Sentiu a cabeça doer de novo e colocou a mão sobre a testa. Até pensar era difícil quando não se tinha pensamentos suficientes para juntar as peças soltas. Exausta emocionalmente, recostou-se na banheira, fechando os olhos.

Mas se sentou sobressaltada ao ouvir a porta se abrindo de repente; ninguém menos que Gabe Carter a encarava.


Capítulo 3

 

— Oh, me desculpe, eu... — balbuciou aturdido.

E, sinceramente, ela não sabia quem estava mais surpreso.

Gabe continuou ali, parado, seus olhos medindo-a, e Faith se sentiu corar. Havia muita água a cobrindo, mas sinceramente não cobria tudo. Seu rosto se tingiu de vermelho.

Ela não conseguia falar, a voz subitamente sumira.

— Achei que minhas irmãs estivessem aqui com você, mil perdões, senhorita Bennett — Gabe murmurou por fim, se virando para sair.

Faith já ia respirar aliviada quando o viu se afastar, mas de repente algo lhe ocorreu.

— É Faith.

— O quê? — Ele se virou novamente.

— Meu nome. Não gosto que me chamem de senhorita Bennett. Me chame de Faith.

Ele sorriu e algo se remexeu dentro dela.

Gabe Carter era realmente bonito.

— Tudo bem, Faith.

E ele se afastou, fechando a porta atrás de si.

Só então Faith se deu conta de como seu coração tinha disparado.

Levou a mão ao peito, respirando fundo, tentando se acalmar e não sentir mais vergonha ao relembrar a cena.

Mas era difícil.

Rebecca e Betsy voltaram ao quarto quando ela já estava vestida com a camisola novamente.

Betsy fitou-a criticamente.

— Vou trazer outra para você, não se preocupe.

— Eu não quero ficar usando suas coisas, Betsy.

A moça deu de ombros.

— Sim, tem razão. Assim que estiver bem, iremos à modista na cidade e faremos um enxoval completo para você. Ainda não sabemos que fim levou sua bagagem.

Faith suspirou pesadamente. Cada vez mais ficava devendo aos Carter.

— Não fique triste — Rebecca disse. — Tudo vai se resolver. Agora deite-se e descanse para ficar bem logo.

— Sim, prometemos ao Theodore que cuidaríamos bem de você. — Betsy sorriu, cobrindo-a.

Faith não queria ficar na cama, mas também não queria encarar o mundo além do quarto elegante dos Carter.

Um mundo desconhecido. E assustador.

O dia passou entre cochilos e as vozes animadas de Rebecca e Betsy.

Faith queria saber se Gabe tinha dito algo sobre o momento constrangedor que tinham passado, mas pelo visto ele não falara nada.

Ela se sentia aliviada. Pelo menos não teria que compartilhar a vergonha com mais ninguém.

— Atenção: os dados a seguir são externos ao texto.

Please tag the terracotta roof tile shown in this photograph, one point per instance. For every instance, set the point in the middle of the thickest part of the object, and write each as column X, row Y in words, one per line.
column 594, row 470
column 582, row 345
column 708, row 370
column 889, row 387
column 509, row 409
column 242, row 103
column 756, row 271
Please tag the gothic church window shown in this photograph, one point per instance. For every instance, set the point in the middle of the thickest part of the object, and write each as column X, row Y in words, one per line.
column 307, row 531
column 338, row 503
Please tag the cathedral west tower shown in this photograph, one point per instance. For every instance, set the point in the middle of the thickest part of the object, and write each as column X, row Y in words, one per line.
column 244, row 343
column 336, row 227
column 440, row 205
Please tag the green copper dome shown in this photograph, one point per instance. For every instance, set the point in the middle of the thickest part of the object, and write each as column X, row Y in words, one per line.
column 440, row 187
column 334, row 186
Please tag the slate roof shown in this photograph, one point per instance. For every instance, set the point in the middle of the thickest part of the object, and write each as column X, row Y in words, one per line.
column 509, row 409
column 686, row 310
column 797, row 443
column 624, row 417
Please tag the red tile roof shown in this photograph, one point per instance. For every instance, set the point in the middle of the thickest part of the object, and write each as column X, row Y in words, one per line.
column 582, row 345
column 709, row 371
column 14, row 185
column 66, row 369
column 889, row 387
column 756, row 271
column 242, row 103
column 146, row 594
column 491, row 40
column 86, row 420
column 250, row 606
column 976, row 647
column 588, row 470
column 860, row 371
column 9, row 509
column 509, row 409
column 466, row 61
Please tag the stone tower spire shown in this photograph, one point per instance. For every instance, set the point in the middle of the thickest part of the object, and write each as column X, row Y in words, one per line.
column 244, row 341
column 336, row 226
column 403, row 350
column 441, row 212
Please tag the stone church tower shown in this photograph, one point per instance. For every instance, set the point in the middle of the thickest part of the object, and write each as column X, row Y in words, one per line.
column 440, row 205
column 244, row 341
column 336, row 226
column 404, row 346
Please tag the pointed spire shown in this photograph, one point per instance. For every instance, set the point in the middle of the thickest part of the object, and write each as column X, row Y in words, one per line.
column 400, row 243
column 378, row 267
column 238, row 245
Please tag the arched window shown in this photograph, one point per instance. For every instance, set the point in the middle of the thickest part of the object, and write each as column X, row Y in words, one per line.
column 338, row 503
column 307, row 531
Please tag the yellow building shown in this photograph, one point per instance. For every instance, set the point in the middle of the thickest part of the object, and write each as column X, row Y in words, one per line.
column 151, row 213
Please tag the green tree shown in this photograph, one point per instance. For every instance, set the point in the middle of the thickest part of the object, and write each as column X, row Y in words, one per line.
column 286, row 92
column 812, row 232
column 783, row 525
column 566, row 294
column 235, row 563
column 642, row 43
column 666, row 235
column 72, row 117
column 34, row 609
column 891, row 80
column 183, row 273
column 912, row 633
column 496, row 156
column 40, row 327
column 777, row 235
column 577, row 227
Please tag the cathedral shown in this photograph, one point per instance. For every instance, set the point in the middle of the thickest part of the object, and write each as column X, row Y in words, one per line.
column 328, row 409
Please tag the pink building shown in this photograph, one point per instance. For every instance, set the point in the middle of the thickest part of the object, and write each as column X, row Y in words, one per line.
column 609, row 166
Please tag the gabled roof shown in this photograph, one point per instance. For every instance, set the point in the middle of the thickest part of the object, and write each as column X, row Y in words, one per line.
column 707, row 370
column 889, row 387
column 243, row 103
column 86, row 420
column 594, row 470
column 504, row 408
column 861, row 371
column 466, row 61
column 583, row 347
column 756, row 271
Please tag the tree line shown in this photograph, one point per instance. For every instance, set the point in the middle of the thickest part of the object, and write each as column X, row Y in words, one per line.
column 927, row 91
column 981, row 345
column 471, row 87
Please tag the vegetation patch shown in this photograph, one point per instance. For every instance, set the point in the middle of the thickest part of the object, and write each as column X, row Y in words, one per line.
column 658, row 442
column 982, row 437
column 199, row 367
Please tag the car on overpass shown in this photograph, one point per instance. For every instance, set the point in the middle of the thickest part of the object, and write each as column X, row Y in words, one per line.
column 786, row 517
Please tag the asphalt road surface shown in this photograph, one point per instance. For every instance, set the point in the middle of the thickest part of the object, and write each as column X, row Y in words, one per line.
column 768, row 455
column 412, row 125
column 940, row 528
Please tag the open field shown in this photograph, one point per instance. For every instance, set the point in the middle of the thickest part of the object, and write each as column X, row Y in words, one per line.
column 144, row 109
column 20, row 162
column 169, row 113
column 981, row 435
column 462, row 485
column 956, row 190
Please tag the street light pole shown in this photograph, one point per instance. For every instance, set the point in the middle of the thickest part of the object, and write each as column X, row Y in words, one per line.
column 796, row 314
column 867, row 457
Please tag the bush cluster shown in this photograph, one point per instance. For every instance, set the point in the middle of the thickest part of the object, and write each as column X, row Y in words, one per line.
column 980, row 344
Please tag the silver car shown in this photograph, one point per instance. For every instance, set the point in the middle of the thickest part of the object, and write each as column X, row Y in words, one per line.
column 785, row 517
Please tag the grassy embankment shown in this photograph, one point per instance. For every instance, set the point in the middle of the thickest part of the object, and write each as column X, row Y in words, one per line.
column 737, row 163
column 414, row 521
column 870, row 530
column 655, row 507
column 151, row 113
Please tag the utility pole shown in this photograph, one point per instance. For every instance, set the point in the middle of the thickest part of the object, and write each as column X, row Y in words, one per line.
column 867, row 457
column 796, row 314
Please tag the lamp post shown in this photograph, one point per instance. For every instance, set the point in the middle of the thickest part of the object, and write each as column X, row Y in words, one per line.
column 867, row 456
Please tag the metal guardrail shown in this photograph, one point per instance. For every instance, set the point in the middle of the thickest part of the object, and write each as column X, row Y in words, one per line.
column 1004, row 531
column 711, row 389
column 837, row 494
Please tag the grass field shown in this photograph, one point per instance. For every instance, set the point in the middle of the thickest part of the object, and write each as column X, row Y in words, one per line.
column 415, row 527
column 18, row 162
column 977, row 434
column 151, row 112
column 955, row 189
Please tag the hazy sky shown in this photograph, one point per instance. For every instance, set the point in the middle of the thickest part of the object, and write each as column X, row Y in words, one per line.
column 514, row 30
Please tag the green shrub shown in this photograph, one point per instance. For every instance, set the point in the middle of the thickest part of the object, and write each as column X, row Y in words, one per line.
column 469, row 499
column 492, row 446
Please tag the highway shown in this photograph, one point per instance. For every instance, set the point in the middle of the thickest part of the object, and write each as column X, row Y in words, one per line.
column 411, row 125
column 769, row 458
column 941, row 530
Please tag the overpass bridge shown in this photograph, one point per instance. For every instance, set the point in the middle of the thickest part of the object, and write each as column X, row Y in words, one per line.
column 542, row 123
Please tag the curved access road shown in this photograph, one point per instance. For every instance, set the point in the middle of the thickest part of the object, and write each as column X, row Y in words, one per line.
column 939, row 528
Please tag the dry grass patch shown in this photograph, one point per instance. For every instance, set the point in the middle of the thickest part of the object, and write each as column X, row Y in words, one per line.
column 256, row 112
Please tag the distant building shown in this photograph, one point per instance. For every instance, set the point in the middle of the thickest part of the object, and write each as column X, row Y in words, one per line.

No fim da tarde, Theodore Carter apareceu.

— Como se sente?

— Me sinto bem, minha cabeça já não dói.

— E sua memória?

— Nada ainda — murmurou.

— Certo, não fique muito preocupada. Sua memória vai voltar.

— E ela ainda terá que ficar de cama? — Rebecca perguntou.

— Se Faith já se sente bem, pode sair do repouso — Theodore respondeu e Betsy sorriu satisfeita.

— Que maravilha, poderá descer para jantar conosco! Vou achar um vestido para te emprestar.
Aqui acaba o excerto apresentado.